Status: Pending action in the House Administration Committee.
House Bill 1 – (Sponsors: Rep. Gilligan, et. al.) – When the state’s Freedom of Information Act was passed, the Delaware General Assembly was specifically excluded from its provisions. HB 1 seeks to make all records and meetings of the state House and Senate subject to the FOIA, except for caucus meetings. Similar legislation was passed in the State House during the last General Assembly, but was bottled up in committee in the Senate.
Status: Pending action in the House Administration Committee.
House Bill 43 – (Sponsors: Rep. Bennett, et. al.) – This bill would change the State Employee Merit Rules to prohibit an employee from being granted a leave of absence to serve a prison sentence or term of incarceration. The legislation is the result of high-profile news stories disclosing employees with the Department of Natural Resources and Environmental Control were granted such leaves.
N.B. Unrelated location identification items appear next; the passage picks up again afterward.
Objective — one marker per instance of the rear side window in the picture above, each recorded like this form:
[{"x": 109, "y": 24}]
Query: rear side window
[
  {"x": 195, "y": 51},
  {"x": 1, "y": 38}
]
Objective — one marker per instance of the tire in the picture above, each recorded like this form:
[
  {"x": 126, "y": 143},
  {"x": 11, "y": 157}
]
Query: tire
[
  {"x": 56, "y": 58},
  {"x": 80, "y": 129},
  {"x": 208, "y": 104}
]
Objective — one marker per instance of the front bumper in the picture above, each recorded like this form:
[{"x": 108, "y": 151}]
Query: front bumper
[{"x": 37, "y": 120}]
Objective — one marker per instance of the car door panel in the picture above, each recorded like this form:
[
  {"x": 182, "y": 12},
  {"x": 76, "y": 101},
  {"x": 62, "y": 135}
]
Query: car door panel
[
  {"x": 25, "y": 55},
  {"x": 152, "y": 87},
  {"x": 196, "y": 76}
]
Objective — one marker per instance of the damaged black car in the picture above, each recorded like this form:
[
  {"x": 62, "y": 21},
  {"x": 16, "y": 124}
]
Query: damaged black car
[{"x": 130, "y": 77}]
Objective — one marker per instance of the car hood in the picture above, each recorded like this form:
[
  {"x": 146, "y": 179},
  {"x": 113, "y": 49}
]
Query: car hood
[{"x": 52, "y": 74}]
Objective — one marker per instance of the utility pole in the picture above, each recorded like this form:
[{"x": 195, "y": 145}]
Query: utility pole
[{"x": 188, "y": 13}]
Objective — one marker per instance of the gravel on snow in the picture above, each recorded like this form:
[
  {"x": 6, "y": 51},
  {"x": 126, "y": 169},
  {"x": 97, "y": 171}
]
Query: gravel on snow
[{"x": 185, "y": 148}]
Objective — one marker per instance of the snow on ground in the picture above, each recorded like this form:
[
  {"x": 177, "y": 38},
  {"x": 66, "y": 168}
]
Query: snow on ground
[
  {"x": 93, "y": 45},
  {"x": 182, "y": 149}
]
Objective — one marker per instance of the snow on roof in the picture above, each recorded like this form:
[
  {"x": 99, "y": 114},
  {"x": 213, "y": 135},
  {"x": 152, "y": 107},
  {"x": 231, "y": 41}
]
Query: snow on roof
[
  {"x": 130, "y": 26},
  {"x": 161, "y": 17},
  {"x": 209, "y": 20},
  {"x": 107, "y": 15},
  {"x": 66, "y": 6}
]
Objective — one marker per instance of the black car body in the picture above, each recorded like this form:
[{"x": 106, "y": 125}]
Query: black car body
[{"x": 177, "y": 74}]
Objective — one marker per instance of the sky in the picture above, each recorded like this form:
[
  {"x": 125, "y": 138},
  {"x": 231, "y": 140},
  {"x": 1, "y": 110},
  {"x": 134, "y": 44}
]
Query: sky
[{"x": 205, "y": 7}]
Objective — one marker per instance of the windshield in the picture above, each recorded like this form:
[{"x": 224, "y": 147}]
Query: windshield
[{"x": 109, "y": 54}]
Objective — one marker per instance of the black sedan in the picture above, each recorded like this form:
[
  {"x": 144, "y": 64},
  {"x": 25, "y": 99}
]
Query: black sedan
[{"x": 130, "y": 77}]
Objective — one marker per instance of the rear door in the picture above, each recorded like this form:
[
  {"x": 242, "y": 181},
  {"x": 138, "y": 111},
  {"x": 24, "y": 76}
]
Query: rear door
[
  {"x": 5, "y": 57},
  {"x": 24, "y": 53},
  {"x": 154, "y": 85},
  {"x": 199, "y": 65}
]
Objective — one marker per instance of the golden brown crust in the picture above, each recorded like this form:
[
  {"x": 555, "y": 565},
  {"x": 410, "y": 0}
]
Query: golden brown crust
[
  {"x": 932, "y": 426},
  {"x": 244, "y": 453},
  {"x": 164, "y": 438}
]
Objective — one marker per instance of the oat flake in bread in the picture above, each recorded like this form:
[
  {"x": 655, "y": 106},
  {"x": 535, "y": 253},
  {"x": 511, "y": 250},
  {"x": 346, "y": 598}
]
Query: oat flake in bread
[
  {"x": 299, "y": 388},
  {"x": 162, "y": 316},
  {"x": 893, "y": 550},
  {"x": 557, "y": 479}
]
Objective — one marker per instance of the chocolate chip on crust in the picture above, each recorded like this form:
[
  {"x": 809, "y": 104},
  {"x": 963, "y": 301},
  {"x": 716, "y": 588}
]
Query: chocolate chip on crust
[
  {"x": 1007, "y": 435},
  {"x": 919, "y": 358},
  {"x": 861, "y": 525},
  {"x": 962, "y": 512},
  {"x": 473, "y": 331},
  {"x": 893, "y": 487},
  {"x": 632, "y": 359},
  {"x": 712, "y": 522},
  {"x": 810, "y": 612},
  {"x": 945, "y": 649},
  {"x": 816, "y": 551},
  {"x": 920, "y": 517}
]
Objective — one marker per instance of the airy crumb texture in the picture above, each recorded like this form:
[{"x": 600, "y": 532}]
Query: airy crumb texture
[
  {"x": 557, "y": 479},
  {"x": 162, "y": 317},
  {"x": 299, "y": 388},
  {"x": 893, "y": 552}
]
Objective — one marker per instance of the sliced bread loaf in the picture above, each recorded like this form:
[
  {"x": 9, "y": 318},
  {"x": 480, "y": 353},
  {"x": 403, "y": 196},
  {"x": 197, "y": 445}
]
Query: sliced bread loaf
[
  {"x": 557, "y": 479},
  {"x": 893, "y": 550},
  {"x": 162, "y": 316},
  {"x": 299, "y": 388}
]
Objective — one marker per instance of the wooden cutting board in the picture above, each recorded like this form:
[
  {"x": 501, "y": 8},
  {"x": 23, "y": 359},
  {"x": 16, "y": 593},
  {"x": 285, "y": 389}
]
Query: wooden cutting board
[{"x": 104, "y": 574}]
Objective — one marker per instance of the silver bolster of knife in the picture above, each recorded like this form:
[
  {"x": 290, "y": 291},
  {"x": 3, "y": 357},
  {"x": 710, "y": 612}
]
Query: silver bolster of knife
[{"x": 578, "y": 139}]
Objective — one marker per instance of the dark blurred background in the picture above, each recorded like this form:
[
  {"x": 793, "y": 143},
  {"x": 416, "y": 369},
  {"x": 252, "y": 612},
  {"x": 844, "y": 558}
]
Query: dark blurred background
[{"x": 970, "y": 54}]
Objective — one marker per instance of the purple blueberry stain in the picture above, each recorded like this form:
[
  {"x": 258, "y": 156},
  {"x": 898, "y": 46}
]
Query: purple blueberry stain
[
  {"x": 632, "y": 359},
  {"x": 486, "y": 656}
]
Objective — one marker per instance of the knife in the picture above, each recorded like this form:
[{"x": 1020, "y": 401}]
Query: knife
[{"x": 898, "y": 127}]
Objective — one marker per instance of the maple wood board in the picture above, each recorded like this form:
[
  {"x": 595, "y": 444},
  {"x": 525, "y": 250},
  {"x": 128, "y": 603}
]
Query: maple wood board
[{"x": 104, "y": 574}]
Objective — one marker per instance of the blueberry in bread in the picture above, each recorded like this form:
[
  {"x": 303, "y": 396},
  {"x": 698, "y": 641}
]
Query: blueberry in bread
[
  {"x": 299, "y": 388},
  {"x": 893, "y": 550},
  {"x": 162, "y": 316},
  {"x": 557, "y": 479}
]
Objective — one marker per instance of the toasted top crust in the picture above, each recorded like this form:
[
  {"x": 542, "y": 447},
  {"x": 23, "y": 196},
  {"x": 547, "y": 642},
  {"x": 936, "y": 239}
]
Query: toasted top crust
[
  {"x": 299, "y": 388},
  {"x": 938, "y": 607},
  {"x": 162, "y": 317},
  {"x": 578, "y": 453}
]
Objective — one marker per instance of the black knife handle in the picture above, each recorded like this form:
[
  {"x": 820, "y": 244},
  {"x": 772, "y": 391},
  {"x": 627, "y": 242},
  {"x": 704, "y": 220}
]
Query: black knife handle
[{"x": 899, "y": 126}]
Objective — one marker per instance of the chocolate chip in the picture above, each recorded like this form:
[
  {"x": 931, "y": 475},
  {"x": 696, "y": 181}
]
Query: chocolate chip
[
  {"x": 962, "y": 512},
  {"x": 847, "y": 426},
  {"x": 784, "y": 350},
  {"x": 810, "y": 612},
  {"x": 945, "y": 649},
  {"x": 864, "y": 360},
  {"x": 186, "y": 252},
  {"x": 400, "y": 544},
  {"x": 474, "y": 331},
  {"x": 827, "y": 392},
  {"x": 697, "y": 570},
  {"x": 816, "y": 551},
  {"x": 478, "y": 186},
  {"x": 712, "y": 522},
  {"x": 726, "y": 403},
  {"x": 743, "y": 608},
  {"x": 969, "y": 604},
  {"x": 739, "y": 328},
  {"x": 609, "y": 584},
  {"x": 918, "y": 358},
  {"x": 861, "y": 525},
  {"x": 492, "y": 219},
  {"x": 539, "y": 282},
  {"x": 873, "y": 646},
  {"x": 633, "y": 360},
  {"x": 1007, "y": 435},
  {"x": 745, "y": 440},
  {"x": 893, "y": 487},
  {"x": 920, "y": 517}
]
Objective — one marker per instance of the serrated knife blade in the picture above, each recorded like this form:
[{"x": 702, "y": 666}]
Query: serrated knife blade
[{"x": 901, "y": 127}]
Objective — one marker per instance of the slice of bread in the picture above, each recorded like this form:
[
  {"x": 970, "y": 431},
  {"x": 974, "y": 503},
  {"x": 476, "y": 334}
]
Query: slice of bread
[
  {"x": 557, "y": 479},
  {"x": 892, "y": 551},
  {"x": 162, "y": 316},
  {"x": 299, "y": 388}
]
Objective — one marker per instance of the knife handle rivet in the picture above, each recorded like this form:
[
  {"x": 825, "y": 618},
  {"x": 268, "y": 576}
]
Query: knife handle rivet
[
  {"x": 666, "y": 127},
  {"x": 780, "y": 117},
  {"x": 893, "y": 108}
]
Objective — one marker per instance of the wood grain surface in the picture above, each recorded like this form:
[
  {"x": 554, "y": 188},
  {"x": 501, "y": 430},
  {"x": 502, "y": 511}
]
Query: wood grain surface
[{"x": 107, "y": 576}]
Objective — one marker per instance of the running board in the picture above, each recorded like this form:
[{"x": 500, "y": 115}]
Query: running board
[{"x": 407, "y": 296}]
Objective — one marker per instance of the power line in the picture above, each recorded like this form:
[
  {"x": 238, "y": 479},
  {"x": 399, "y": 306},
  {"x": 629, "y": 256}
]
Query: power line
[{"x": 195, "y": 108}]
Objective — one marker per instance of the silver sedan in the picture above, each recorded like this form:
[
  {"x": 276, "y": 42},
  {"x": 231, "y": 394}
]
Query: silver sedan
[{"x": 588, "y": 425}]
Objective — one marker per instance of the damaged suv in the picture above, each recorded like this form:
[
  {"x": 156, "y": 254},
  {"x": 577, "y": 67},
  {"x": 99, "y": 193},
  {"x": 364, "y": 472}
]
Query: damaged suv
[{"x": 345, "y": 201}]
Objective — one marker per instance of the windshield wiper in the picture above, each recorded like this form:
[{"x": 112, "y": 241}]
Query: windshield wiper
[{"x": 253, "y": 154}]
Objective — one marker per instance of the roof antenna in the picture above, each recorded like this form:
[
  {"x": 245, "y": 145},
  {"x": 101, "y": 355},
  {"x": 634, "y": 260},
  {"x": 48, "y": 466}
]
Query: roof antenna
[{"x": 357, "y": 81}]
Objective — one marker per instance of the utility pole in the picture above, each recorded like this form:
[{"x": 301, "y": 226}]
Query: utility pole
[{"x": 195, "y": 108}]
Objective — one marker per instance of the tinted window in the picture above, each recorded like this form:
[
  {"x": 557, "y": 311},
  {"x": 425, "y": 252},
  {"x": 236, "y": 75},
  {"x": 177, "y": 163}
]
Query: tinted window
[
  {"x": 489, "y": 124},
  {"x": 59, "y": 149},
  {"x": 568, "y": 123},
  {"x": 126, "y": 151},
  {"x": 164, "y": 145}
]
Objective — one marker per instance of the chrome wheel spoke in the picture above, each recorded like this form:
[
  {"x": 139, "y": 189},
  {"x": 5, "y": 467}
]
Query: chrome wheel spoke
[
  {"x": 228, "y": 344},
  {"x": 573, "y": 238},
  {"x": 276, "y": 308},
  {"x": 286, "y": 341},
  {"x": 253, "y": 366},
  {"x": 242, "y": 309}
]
Status: Pending action in the House Labor Committee.
House Bill 29 – (Sponsors: Reps. Jaques, Longhurst & Cathcart, et. al.) – This legislation seeks to delay the implementation of New Castle County’s controversial “workforce housing ordinance” for six months. The ordinance allows developers to build more homes in a given area than would otherwise be allowed, provided that a portion of the new housing stock is priced to be affordable to low and middle-income working families. However, critics of the county law say it results in defacto rezoning without public input, could potentially overburden schools and other supporting infrastructure, and may not be needed in light of falling housing prices. The sponsors of HB 29 say the six month delay will give the General Assembly time to carefully study and address any issues created by the ordinance.
Status: Pending action in the House Housing & Community Affairs Committee.
House Bill 30 – (Sponsors: Rep. Jaques, et. al.) – This bill proposes increasing the Voluntary School Assessment fee, which is paid by developers to help fund additional school construction needed to support the families moving into new homes. In addition, the bill would also raise the cap on the Voluntary School Assessment to six percent of the total cost of a residential unit.
Status: Pending action in the House Education Committee.